Yup it's possible  :Smile: . That is my family machine it's running gentoo linux with gentoo-dev-sources and gnome. It isn't really that slow, no complaints to speed compared to old win2k from family soo  :Razz: 

----------

## Admiral LSD

I run Gentoo as a server on a P2 450 here, it's not super fast but it gets the job done. Not running X or any kind of WM/DE (over kill for a server anyway) helps a lot though.

----------

## Zepp

oh forgot to mention ram on that comp is only 256meg of sdram too.

----------

## dr slizer

Not a Gentoo expirence, but a Debian experience.

When I and a friend worked on setting up a OpenMosix cluster as a project in school we installed X and Fluxbox on the fastest node. A  Pentium II 300MHz with 128MB RAM. There were no problems at all running fluxbox in it, although it could be bit slow when many pages where open in Mozilla. So using a more lightweight browser would be good if you don't have much RAM.

----------

## carpman

I run gentoo on p2 333 laptop with 192mb ram. I use xfce4,fluxbox,windowsmaker and it runs fine, even use a couple of kde apps that a bit longer to load but work fine. I use 02 but may try 0s.

I have even installed gentoo on 233/128mb and it ran ok with fluxbox.

Showed my laptop to xp user who has 800 p3 with 256mb and he was very impressed with the speed and how much faster i could load apps and move windows about  :Smile: 

----------

## malv

I installed gentoo on a PentiumPro 200MHz with 128MB of ram and a 200Gb hd.

I use distcc in order to have a fast 2.8GHz P4 help compliling.

I don't know about gnome, but I managed to install kde from the binary CD. I guess compliling this would have been almost insane. I plan to switch to gnome but haven' t tried with the new 2004.2 binary CD. I also can run MySQL and PyQt/eric3 on it. For many things, response time is quite acceptable.

I mainly use this system as a backup for my other computers via shfs.

malv

----------

## rbr28

Linux will run fine on a P2, it's all in how you configure it.  I have installed linux on a P133 with 32MB and run Xfce on it with no problem.  Sure, I'm also used to running it on high-end servers, and 3Ghz+ desktops, and it's not the same experience, but it works for what you would likely use it for on such systems.Last edited by rbr28 on Sun Aug 15, 2004 10:39 pm; edited 1 time in total

----------

## Nuuul

Sure it will  :Smile: 

In fact, I'm posting this message on a PII 366Mhz (tecra laptop).

It used to be a 266, but I swapped the cpu and increased RAM (big difference).

Installed it from stage1.

Call me nuts, but I spend last week running Acovea (scripts to determine the best CFLAGS/CXXFLAGS for your architecture), and with good results.

Running XFCE on top of X also, too sloppy with gnome/kde for me.

----------

## tsunam

About to go to bed so this'll be very quick.

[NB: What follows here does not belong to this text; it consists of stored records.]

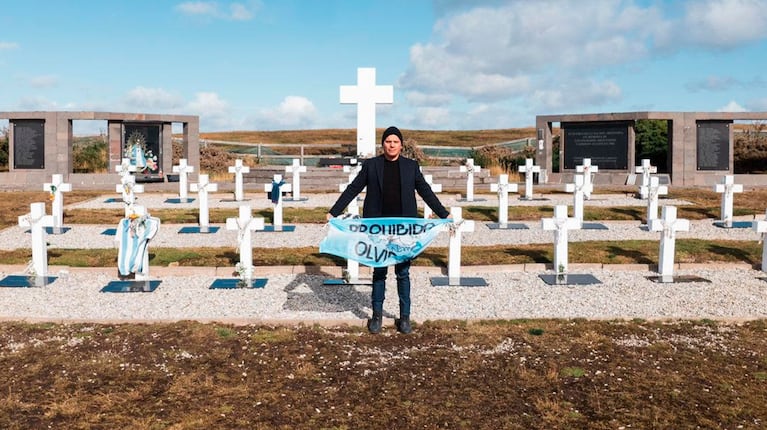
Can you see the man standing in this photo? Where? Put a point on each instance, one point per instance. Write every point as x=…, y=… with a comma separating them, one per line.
x=392, y=181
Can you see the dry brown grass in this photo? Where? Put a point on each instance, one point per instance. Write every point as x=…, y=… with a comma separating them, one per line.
x=448, y=374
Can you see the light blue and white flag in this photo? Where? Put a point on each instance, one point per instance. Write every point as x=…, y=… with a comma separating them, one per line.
x=380, y=242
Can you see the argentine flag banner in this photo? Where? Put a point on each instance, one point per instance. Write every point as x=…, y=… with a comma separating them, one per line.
x=380, y=242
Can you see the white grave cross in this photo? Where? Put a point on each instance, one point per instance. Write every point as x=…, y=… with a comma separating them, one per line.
x=560, y=224
x=202, y=189
x=668, y=226
x=470, y=169
x=238, y=169
x=183, y=171
x=646, y=169
x=244, y=224
x=503, y=187
x=128, y=188
x=458, y=226
x=55, y=188
x=761, y=227
x=366, y=94
x=528, y=169
x=37, y=220
x=578, y=188
x=652, y=191
x=588, y=170
x=436, y=188
x=296, y=169
x=728, y=187
x=277, y=199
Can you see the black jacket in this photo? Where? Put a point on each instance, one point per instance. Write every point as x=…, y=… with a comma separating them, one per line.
x=371, y=176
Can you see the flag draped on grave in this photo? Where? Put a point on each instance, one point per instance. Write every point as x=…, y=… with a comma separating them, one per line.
x=380, y=242
x=133, y=235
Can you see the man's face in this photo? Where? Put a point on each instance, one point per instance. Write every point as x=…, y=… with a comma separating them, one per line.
x=392, y=147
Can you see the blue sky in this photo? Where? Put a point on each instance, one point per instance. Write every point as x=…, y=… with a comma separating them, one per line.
x=453, y=64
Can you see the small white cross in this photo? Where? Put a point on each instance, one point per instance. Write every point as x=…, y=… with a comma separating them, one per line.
x=202, y=189
x=578, y=188
x=183, y=171
x=296, y=169
x=528, y=169
x=503, y=188
x=129, y=188
x=55, y=189
x=470, y=169
x=458, y=226
x=760, y=226
x=728, y=187
x=244, y=225
x=238, y=169
x=668, y=226
x=366, y=95
x=588, y=171
x=652, y=191
x=560, y=224
x=646, y=169
x=37, y=220
x=435, y=188
x=281, y=186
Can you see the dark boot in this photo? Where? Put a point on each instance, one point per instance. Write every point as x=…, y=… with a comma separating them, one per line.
x=375, y=323
x=403, y=325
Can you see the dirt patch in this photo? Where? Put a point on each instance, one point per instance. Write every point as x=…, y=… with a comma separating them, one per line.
x=499, y=374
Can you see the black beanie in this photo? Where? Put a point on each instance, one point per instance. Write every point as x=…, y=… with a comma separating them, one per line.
x=392, y=130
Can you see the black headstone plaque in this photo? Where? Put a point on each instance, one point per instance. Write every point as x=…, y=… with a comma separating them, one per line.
x=28, y=143
x=713, y=145
x=606, y=143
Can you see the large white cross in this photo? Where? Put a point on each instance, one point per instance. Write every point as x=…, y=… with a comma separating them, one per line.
x=283, y=187
x=588, y=171
x=646, y=169
x=296, y=169
x=37, y=220
x=470, y=169
x=728, y=187
x=202, y=188
x=760, y=226
x=129, y=188
x=560, y=224
x=578, y=188
x=668, y=226
x=238, y=169
x=183, y=170
x=528, y=169
x=503, y=188
x=244, y=224
x=366, y=94
x=55, y=189
x=435, y=188
x=458, y=226
x=652, y=191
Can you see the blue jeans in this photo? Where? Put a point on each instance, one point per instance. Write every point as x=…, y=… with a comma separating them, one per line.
x=402, y=272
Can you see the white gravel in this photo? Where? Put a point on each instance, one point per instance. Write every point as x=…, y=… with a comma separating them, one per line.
x=734, y=291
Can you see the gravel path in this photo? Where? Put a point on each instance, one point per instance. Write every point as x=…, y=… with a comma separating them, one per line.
x=734, y=291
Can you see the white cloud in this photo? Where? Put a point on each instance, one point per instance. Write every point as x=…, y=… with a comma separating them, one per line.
x=235, y=11
x=519, y=50
x=725, y=23
x=152, y=98
x=292, y=112
x=44, y=81
x=732, y=106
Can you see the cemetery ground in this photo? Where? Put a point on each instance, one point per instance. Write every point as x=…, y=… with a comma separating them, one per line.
x=447, y=374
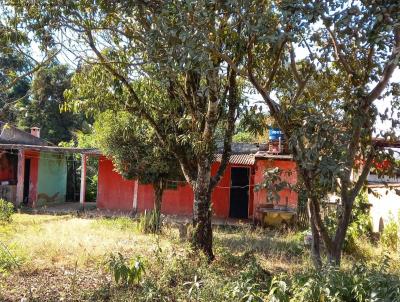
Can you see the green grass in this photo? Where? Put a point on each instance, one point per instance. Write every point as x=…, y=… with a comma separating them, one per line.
x=62, y=257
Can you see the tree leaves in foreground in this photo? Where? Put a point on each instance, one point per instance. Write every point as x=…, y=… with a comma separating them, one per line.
x=326, y=102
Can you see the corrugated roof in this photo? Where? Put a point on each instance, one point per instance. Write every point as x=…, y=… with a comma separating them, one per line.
x=238, y=159
x=45, y=148
x=264, y=154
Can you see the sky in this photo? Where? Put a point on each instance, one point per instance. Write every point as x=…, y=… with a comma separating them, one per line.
x=255, y=98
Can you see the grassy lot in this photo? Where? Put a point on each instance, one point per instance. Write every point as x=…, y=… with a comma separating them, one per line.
x=63, y=258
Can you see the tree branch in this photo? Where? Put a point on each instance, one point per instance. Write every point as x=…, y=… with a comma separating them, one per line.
x=272, y=105
x=28, y=73
x=390, y=66
x=339, y=54
x=233, y=103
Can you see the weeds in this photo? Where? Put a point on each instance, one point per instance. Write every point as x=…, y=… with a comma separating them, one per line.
x=150, y=222
x=6, y=211
x=125, y=272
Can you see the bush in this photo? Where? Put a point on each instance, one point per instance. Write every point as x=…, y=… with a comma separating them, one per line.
x=360, y=225
x=8, y=261
x=125, y=272
x=361, y=283
x=6, y=211
x=150, y=222
x=390, y=237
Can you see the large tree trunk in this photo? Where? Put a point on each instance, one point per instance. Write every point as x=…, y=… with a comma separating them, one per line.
x=202, y=230
x=335, y=252
x=315, y=244
x=158, y=193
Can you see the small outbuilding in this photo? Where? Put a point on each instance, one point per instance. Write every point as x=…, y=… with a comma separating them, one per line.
x=233, y=197
x=32, y=171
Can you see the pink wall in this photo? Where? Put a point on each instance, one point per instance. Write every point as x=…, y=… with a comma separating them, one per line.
x=116, y=193
x=113, y=191
x=260, y=197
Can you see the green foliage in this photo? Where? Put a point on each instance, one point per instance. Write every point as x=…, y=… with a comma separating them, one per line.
x=125, y=272
x=360, y=224
x=6, y=211
x=44, y=108
x=150, y=222
x=390, y=235
x=252, y=284
x=8, y=261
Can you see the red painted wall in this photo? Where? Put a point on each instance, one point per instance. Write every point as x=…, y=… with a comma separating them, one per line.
x=8, y=166
x=116, y=193
x=260, y=197
x=113, y=191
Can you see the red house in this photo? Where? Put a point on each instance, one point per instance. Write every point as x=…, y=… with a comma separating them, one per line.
x=234, y=196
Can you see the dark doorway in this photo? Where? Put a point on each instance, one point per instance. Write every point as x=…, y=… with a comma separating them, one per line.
x=239, y=193
x=27, y=177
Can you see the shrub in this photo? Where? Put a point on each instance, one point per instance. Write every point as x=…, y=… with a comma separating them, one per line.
x=390, y=237
x=6, y=211
x=150, y=222
x=361, y=283
x=360, y=225
x=8, y=261
x=125, y=272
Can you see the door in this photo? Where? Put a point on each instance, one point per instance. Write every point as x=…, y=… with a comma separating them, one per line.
x=239, y=193
x=27, y=177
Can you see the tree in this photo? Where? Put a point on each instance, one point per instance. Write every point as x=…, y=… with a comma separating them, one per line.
x=16, y=65
x=326, y=103
x=164, y=43
x=136, y=154
x=45, y=107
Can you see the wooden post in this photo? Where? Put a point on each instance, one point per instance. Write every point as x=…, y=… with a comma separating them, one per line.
x=135, y=192
x=20, y=177
x=83, y=181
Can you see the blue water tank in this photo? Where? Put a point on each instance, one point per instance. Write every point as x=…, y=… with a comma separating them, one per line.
x=275, y=134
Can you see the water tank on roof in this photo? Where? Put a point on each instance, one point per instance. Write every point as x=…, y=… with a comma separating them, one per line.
x=275, y=134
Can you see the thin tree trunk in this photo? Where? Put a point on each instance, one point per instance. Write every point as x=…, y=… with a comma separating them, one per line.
x=315, y=244
x=158, y=193
x=335, y=253
x=202, y=231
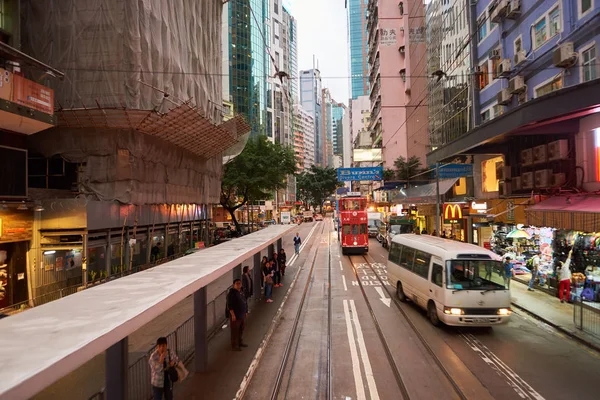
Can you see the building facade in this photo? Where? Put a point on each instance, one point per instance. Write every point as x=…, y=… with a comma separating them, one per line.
x=311, y=99
x=533, y=127
x=358, y=45
x=397, y=80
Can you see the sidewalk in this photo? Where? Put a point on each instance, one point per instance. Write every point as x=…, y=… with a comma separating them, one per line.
x=551, y=311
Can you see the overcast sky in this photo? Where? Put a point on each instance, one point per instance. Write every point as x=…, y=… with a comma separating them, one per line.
x=322, y=32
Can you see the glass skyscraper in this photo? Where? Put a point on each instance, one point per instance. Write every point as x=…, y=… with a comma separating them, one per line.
x=358, y=42
x=248, y=60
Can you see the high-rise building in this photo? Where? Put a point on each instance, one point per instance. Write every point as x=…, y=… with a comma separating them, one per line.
x=249, y=63
x=311, y=99
x=397, y=66
x=304, y=126
x=358, y=44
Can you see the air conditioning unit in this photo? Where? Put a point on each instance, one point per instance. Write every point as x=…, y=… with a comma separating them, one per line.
x=504, y=188
x=564, y=55
x=527, y=180
x=495, y=54
x=504, y=97
x=559, y=179
x=558, y=150
x=498, y=110
x=520, y=56
x=503, y=68
x=517, y=183
x=543, y=178
x=514, y=9
x=527, y=157
x=516, y=84
x=540, y=154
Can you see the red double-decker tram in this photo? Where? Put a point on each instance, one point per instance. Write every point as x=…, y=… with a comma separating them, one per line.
x=353, y=224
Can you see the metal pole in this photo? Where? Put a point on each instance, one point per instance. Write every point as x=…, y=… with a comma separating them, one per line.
x=200, y=328
x=437, y=199
x=117, y=370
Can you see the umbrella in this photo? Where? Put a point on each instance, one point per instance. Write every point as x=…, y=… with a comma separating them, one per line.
x=518, y=234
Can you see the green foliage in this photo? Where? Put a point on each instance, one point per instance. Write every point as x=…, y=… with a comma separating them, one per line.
x=258, y=171
x=406, y=169
x=316, y=184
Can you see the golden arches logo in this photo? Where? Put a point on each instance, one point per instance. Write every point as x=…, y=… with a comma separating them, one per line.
x=452, y=211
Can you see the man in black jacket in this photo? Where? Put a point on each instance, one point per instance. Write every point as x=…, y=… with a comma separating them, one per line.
x=236, y=304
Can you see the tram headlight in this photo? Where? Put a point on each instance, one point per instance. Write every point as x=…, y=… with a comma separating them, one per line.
x=453, y=311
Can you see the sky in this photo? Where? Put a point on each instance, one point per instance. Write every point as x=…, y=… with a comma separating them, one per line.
x=322, y=32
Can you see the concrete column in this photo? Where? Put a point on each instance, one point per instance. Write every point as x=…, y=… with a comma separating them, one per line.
x=117, y=364
x=200, y=331
x=257, y=276
x=237, y=272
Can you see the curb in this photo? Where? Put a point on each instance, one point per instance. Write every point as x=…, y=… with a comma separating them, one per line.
x=573, y=336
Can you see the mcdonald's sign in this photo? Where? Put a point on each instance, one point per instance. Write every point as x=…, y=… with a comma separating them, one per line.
x=453, y=211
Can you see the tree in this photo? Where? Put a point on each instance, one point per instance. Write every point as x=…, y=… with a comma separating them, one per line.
x=254, y=174
x=406, y=169
x=316, y=184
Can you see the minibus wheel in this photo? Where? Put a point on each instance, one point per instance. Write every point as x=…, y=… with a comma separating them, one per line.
x=400, y=293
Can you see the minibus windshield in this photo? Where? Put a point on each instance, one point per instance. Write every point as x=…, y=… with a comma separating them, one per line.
x=474, y=275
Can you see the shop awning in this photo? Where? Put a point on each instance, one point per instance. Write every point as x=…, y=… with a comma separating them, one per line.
x=580, y=213
x=425, y=194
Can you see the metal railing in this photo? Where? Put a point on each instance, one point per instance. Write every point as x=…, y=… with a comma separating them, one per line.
x=586, y=318
x=182, y=340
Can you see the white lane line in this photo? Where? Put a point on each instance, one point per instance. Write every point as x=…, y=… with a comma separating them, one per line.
x=364, y=355
x=360, y=390
x=522, y=388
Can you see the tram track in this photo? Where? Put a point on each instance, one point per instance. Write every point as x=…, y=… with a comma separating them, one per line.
x=285, y=371
x=397, y=374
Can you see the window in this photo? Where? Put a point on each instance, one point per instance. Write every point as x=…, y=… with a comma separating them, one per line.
x=540, y=32
x=549, y=87
x=421, y=265
x=489, y=177
x=437, y=275
x=484, y=75
x=585, y=6
x=589, y=69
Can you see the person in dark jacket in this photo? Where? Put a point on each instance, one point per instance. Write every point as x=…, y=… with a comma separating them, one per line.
x=236, y=304
x=282, y=261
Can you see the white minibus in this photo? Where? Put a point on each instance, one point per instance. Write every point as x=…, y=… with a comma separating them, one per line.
x=457, y=283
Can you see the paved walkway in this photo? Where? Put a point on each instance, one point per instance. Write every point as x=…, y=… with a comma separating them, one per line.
x=550, y=310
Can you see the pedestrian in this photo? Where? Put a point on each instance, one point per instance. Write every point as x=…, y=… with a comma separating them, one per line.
x=236, y=303
x=160, y=361
x=268, y=281
x=508, y=272
x=565, y=279
x=297, y=242
x=247, y=284
x=534, y=265
x=276, y=270
x=282, y=262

My very first install of Gentoo is and still is on a p3 500, not much better then a pentium 2  300 or so. Sure It does take a while to compile things...2 days for x and kde at that time. It was a learning experience though and once it was up and running it does what I need it to do, without any really noticalble lag. Now my laptop is blazing compared to it.

I'm gong to be reinstalling the p3 500 soon from scratch since I've learned so much in the year since I installed it and want to have it be a nice clean properly configured stage 1 installer (I did stage 3 initially). Using Distcc to help you compile will also make it a lot less painful.

----------